The Bible, Sex Ed, and STDs

THE BIBLE, SEX ED, AND STDS

By Wayne S. Walker

     Recently, I came across a sheet of paper from the CDC (Centers for Disease Control), a U. S. government agency, entitled “Information for Teens: Staying Healthy and Preventing STDs.”  I assume that it was intended for use in high school sex education and/or health classes for students to learn more about “sexually transmitted diseases.”  After presenting some factual information about what STDs are, how they are spread, and why they are so common especially among young people, with which I have no objection, the paper then explains some things that teens can do to protect themselves.

The first suggestion is as follows:   “The surest way to protect yourself against STDs is to not have sex. That means not having any vaginal, anal, or oral sex (‘abstinence’). There are many things to consider before having sex, and it’s okay to say ‘no’ if you don’t want to have sex.”  This advice is in perfect harmony with God’s word.  “Flee sexual immorality.

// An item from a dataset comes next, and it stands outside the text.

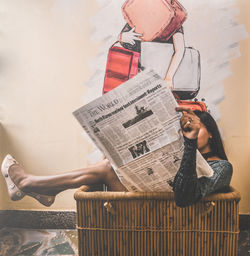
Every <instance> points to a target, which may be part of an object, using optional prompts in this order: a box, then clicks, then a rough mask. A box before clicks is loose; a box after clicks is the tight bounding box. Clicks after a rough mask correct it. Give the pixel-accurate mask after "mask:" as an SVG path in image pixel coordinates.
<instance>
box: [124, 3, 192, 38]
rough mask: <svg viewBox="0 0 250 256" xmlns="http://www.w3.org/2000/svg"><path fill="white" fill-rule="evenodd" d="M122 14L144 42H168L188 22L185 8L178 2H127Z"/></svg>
mask: <svg viewBox="0 0 250 256" xmlns="http://www.w3.org/2000/svg"><path fill="white" fill-rule="evenodd" d="M122 13H123V16H124V18H125V20H126V21H127V23H128V24H129V26H130V27H131V28H133V27H135V32H136V33H140V34H143V36H142V40H143V41H152V40H154V39H155V38H160V39H164V40H166V41H167V40H168V39H169V38H170V37H172V35H173V34H174V33H175V32H176V31H177V30H178V29H179V28H180V27H181V25H182V24H183V22H184V21H185V20H186V17H187V13H186V10H185V9H184V7H183V6H182V5H181V4H180V3H179V2H178V1H176V0H127V1H126V2H125V3H124V5H123V6H122Z"/></svg>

Every sin that a man does is outside the body, but he who commits sexual immorality sins against his own body.  Or do you not know that your body is the temple of the Holy Spirit who is in you, whom you have from God, and you are not your own?  For you were bought at a price; therefore glorify God in your body and in your spirit, which are God’s” (1 Corinthians 6:18-20).

“There,” someone says, “they taught abstinence.”  But wait a minute.  The very next suggestion goes on to say, “If you do decide to have sex, you and your partner should get tested beforehand and make sure that you and your partner use a condom—every time you have oral, anal, or vaginal sex, from start to finish.”  One either teaches abstinence, or one doesn’t.  It’s not an “either-or” situation.  “If you do decide to have sex,” then you’re not practicing abstinence, and if the teacher allows for that possibility, then he or she isn’t really teaching abstinence.

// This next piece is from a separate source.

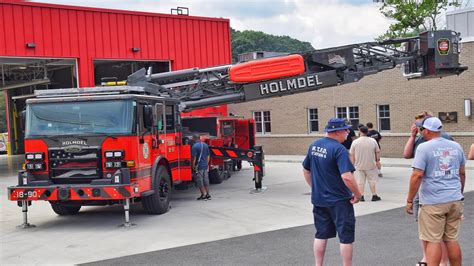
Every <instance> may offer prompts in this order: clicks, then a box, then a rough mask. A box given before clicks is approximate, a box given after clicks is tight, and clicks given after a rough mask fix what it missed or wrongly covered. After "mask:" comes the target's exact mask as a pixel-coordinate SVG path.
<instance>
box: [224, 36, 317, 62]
mask: <svg viewBox="0 0 474 266" xmlns="http://www.w3.org/2000/svg"><path fill="white" fill-rule="evenodd" d="M230 32H231V39H232V61H233V62H234V63H235V62H237V60H238V59H237V58H238V55H239V54H242V53H248V52H255V51H268V52H285V53H302V52H307V51H312V50H314V48H313V46H312V45H311V44H310V43H309V42H302V41H299V40H297V39H293V38H290V37H289V36H275V35H270V34H266V33H263V32H261V31H252V30H244V31H238V30H234V29H232V28H231V29H230Z"/></svg>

The paper also offers this advice.  “It is not safe to stop using condoms unless you’ve both been tested, know your status, and are in a mutually monogamous relationship.  Mutual monogamy means that you and your partner both agree to only have sexual contact with each other. This can help protect against STDs, as long as you’ve both been tested and know you’re STD-free.”  Not quite.  Monogamy literally means “one marriage” and is defined “the condition or practice of having only one wife or husband at a time.”  This, too, is in perfect harmony with God’s word.  “Marriage is honorable among all, and the bed undefiled; but fornicators and adulterers God will judge” (Hebrews 13:4).  In other words, sex is to be limited to marriage.

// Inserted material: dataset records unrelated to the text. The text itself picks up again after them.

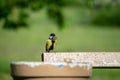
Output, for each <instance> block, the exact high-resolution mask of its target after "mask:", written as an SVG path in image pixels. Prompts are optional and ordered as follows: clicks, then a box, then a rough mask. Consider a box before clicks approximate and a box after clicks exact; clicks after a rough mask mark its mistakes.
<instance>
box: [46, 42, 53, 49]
mask: <svg viewBox="0 0 120 80" xmlns="http://www.w3.org/2000/svg"><path fill="white" fill-rule="evenodd" d="M51 45H52V41H51V40H47V42H46V51H48V50H49V49H50V47H51Z"/></svg>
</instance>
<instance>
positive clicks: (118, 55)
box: [43, 52, 120, 68]
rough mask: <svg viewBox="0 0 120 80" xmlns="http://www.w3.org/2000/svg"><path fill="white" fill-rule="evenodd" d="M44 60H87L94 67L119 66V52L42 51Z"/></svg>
mask: <svg viewBox="0 0 120 80" xmlns="http://www.w3.org/2000/svg"><path fill="white" fill-rule="evenodd" d="M43 54H44V61H45V62H65V59H69V60H70V62H77V63H79V62H89V63H92V66H93V67H95V68H104V67H109V68H110V67H111V68H113V67H114V68H120V52H56V53H43Z"/></svg>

So in truth, monogamy does NOT mean “that you and your partner both agree to only have sexual contact with each other.”  That’s just committing fornication with only one partner.  Monogamy really means a husband and a wife having sexual relations only with each other.  By the way, using condoms may reduce the risk of STDs, but condoms can leak, break, or slip off, so they are not a 100% foolproof way of avoiding STDs (or unwanted pregnancies either).  The only absolute way of doing that is to refrain from sex prior to marriage and then to have sex only with your spouse after marriage.  It appears, after all, that God must have known what He was talking about all along.